PlanSubqueries
is a physical query optimization (aka physical query preparation rule or simply preparation rule) that plans ScalarSubquery (SubqueryExpression) expressions (as ScalarSubquery ExecSubqueryExpression
expressions).
import org.apache.spark.sql.SparkSession
val spark: SparkSession = ...
import org.apache.spark.sql.execution.PlanSubqueries
val planSubqueries = PlanSubqueries(spark)
Seq(
(0, 0),
(1, 0),
(2, 1)
).toDF("id", "gid").createOrReplaceTempView("t")
Seq(
(0, 3),
(1, 20)
).toDF("gid", "lvl").createOrReplaceTempView("v")
val sql = """
select * from t where gid > (select max(gid) from v)
"""
val q = spark.sql(sql)
val sparkPlan = q.queryExecution.sparkPlan
scala> println(sparkPlan.numberedTreeString)
00 Project [_1#49 AS id#52, _2#50 AS gid#53]
01 +- Filter (_2#50 > scalar-subquery#128 [])
02 : +- Aggregate [max(gid#61) AS max(gid)#130]
03 : +- LocalRelation [gid#61]
04 +- LocalTableScan [_1#49, _2#50]
val optimizedPlan = planSubqueries(sparkPlan)
scala> println(optimizedPlan.numberedTreeString)
00 Project [_1#49 AS id#52, _2#50 AS gid#53]
01 +- Filter (_2#50 > Subquery subquery128)
02 : +- Subquery subquery128
03 : +- *(2) HashAggregate(keys=[], functions=[max(gid#61)], output=[max(gid)#130])
04 : +- Exchange SinglePartition
05 : +- *(1) HashAggregate(keys=[], functions=[partial_max(gid#61)], output=[max#134])
06 : +- LocalTableScan [gid#61]
07 +- LocalTableScan [_1#49, _2#50]
PlanSubqueries
is part of preparations batch of physical query plan rules and is executed when QueryExecution
is requested for the optimized physical query plan (i.e. in executedPlan phase of a query execution).
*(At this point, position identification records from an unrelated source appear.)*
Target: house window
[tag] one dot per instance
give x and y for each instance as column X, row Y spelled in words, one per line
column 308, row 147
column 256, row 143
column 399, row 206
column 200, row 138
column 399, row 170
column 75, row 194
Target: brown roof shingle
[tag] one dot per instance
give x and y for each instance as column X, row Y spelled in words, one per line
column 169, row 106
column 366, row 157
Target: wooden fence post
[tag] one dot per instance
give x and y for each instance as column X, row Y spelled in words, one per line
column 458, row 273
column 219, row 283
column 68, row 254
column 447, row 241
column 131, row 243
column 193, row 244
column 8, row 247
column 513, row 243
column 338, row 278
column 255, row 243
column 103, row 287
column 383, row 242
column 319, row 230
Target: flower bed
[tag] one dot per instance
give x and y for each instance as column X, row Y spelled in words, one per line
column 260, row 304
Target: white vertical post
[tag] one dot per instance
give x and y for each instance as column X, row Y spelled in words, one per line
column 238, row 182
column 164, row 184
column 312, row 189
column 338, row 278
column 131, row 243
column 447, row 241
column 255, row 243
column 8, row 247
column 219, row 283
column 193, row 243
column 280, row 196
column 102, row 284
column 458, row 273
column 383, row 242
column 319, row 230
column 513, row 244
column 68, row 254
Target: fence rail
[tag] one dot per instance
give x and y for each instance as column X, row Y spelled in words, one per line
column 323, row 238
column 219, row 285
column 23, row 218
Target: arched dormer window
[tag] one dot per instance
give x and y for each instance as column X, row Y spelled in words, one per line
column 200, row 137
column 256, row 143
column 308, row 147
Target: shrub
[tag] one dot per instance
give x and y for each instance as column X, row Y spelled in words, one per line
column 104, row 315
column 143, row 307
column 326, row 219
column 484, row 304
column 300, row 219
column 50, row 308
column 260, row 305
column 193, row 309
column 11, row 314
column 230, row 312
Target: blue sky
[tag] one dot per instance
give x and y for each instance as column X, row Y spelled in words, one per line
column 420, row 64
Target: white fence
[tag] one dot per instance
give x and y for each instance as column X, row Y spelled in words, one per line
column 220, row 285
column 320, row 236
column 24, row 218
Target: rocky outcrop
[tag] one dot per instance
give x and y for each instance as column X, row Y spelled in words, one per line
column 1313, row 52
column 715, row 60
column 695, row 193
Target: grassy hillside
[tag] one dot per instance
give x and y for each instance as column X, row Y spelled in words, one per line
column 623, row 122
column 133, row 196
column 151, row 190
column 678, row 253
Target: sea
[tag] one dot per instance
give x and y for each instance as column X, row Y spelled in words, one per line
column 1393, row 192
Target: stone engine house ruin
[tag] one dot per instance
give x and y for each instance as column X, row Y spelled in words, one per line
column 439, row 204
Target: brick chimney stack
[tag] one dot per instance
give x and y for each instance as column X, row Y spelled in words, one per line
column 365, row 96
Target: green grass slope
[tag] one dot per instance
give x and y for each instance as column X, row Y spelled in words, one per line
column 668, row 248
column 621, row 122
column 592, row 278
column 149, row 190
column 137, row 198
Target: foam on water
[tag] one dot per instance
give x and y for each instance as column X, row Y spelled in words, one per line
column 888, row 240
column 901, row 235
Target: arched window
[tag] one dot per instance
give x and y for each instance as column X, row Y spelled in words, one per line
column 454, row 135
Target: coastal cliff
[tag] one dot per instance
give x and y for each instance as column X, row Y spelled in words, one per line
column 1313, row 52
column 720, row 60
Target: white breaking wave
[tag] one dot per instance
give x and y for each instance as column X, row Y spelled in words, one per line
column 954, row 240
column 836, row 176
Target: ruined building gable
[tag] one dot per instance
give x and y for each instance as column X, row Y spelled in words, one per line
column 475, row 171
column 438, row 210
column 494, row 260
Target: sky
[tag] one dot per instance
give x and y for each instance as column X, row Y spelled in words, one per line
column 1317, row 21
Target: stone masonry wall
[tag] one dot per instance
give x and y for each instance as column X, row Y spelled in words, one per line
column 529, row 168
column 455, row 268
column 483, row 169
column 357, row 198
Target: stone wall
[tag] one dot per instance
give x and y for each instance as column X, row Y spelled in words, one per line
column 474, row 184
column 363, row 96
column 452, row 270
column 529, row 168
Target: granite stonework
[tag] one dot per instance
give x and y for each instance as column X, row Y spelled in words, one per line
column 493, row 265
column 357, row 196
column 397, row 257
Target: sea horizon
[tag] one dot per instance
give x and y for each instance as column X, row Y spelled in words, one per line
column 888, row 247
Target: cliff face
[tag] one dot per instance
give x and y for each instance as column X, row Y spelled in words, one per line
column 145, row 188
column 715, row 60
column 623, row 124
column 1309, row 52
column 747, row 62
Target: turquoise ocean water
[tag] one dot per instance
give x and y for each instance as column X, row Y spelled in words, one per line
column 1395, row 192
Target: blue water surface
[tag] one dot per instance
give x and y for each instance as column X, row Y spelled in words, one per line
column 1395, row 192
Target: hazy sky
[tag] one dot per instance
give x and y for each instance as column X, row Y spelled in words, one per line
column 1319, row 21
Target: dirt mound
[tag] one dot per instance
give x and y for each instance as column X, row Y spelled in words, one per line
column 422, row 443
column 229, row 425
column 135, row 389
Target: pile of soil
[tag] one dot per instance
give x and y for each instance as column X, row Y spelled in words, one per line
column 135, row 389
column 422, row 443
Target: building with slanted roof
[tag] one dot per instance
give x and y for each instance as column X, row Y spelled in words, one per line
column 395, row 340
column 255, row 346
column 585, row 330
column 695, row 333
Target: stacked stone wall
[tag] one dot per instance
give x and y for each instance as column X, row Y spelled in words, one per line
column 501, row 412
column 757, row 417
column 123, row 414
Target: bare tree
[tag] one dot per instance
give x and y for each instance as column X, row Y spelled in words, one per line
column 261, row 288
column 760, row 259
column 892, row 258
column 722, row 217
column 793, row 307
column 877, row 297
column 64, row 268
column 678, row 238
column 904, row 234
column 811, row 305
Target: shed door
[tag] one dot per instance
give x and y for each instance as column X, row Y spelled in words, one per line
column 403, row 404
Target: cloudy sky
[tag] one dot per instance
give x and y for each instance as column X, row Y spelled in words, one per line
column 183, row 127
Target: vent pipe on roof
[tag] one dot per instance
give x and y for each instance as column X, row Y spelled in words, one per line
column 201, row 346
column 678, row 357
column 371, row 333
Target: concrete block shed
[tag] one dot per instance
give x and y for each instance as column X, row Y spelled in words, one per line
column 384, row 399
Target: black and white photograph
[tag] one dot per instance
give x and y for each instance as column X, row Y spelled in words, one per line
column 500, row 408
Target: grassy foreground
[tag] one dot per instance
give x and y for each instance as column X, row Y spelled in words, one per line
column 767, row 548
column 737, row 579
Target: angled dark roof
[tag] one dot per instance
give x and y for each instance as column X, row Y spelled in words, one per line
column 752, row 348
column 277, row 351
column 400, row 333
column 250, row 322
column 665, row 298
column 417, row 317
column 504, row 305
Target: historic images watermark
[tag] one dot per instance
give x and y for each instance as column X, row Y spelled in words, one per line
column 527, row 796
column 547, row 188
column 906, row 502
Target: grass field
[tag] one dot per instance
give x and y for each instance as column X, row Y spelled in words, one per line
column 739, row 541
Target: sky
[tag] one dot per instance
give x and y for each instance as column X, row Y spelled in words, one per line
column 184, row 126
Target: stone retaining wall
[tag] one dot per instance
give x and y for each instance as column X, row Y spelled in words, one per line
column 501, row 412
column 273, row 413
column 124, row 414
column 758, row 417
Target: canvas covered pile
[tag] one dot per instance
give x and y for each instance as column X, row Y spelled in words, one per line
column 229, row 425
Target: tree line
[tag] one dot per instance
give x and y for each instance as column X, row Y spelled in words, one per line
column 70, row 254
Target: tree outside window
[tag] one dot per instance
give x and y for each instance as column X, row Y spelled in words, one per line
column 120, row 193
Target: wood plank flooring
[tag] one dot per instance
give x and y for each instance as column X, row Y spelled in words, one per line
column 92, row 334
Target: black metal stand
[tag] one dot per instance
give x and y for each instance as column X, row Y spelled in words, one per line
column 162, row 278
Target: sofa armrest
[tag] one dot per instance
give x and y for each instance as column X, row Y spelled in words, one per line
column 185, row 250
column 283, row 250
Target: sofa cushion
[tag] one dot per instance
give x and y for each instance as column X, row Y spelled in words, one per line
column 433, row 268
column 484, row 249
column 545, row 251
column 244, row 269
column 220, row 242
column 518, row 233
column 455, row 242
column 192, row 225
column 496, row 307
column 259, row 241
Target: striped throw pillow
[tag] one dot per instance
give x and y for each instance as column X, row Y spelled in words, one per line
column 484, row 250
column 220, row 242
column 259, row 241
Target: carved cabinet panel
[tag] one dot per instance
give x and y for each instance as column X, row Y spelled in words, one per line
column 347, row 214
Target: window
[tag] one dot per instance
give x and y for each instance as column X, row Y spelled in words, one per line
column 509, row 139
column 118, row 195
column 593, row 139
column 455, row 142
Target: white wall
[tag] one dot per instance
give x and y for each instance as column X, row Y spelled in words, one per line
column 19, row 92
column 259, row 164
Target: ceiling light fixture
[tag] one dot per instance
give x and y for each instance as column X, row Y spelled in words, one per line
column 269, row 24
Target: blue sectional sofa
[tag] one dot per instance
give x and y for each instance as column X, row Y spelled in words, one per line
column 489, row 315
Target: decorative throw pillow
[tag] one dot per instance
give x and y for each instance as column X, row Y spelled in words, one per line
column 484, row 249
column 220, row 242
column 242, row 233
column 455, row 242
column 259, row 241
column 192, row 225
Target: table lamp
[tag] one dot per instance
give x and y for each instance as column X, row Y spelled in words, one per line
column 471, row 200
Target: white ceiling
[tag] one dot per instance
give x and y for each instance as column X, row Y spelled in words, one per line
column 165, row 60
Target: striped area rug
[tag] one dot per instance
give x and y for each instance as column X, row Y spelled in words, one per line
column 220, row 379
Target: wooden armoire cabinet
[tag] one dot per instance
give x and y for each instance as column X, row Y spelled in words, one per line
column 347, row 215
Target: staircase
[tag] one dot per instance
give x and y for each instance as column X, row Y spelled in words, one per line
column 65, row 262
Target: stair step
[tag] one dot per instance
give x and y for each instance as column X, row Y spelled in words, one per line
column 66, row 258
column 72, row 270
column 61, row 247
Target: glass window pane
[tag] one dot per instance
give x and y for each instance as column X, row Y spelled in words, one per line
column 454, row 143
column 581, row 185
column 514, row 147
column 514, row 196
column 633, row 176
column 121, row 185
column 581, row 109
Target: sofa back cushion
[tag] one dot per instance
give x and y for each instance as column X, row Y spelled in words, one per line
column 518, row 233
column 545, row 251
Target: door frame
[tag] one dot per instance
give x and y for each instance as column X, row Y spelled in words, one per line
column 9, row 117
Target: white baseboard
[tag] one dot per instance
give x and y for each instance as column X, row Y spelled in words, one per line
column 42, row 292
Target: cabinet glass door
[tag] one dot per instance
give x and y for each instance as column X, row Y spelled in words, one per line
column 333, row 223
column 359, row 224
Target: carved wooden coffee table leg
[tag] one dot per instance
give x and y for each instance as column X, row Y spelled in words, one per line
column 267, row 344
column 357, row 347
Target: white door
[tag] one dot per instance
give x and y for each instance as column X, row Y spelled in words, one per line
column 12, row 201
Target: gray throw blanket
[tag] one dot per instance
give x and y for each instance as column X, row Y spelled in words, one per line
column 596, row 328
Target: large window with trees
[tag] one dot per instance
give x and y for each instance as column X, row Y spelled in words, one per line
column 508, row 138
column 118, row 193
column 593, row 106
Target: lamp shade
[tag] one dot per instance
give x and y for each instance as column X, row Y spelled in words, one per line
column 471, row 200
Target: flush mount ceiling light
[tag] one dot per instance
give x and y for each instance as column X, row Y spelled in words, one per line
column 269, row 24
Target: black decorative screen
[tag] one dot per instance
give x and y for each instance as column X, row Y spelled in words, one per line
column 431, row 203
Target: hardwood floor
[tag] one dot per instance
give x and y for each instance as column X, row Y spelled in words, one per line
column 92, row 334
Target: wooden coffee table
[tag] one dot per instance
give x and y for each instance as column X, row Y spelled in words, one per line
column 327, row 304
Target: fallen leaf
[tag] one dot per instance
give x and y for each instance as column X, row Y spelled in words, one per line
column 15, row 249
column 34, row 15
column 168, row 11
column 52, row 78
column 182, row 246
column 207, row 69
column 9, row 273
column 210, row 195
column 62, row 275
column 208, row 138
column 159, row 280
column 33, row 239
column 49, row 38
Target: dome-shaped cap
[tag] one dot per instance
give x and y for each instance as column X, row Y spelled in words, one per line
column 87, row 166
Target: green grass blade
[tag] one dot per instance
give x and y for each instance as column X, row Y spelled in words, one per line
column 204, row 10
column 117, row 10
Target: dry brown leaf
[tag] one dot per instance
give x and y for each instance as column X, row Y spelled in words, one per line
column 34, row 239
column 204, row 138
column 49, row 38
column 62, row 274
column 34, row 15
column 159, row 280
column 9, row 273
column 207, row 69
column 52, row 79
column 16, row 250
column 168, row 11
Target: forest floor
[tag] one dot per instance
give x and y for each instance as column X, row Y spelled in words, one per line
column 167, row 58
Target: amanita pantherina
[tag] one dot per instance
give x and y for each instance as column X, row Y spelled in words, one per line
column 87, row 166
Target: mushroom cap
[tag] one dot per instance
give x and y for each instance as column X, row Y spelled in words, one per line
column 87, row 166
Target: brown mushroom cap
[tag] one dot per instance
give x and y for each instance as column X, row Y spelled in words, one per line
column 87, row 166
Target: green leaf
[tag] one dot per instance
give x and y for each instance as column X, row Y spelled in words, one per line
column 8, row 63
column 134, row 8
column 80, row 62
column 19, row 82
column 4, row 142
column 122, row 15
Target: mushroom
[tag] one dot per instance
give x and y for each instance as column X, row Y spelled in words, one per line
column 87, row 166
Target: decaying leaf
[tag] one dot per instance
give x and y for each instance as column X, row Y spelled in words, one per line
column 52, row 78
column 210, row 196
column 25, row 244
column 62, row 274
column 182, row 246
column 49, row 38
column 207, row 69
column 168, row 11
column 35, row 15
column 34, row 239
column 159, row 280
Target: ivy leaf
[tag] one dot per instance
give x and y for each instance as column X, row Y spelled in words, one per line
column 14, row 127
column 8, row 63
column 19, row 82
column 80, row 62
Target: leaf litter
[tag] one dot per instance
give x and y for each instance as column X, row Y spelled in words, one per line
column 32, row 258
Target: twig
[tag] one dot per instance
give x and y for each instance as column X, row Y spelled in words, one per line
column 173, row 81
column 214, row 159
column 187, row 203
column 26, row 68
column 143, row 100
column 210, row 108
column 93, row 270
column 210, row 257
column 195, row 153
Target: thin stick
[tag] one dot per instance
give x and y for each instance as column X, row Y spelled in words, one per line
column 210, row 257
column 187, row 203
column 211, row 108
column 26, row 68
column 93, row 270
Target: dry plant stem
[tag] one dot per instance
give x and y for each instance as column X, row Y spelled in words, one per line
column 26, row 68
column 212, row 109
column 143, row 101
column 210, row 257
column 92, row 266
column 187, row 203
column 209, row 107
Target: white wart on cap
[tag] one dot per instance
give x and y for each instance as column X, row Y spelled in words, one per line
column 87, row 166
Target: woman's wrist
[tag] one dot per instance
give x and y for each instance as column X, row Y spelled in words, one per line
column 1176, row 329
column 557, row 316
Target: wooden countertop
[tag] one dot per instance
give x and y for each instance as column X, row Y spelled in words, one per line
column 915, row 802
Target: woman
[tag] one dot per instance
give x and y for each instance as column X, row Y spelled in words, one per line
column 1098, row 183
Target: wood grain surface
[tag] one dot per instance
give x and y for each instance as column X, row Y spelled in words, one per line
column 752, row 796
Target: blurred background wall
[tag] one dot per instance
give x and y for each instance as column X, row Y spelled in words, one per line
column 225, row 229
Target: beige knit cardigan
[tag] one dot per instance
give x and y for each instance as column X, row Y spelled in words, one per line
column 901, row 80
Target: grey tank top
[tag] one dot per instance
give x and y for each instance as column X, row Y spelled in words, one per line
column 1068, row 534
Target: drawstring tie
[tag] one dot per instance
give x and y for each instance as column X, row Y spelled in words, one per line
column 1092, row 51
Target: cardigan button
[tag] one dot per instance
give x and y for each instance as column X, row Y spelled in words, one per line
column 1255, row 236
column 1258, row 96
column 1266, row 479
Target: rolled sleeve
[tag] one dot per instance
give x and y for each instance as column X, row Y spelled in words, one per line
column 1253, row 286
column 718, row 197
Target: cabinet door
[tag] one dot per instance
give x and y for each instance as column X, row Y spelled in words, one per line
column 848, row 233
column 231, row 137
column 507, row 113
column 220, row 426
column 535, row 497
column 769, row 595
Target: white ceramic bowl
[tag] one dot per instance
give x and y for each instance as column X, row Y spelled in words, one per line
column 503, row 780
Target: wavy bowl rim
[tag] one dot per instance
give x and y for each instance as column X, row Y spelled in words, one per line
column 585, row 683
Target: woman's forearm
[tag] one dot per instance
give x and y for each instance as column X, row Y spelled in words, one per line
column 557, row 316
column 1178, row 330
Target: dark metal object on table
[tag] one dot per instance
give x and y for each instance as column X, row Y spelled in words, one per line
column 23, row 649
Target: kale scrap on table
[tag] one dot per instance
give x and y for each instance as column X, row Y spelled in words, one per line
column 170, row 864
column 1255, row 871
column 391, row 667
Technically, PlanSubqueries
is just a Catalyst rule for transforming physical query plans, i.e. Rule[SparkPlan]
.
apply(plan: SparkPlan): SparkPlan
Note
|
apply is part of Rule Contract to apply a rule to a TreeNode, e.g. physical plan.
|
For every ScalarSubquery (SubqueryExpression) expression in the input physical plan, apply
does the following:
-
Builds the optimized physical plan (aka
executedPlan
) of the subquery logical plan, i.e. creates a QueryExecution for the subquery logical plan and requests the optimized physical plan. -
Plans the scalar subquery, i.e. creates a ScalarSubquery (ExecSubqueryExpression) expression with a new SubqueryExec physical operator (with the name subquery[id] and the optimized physical plan) and the ExprId.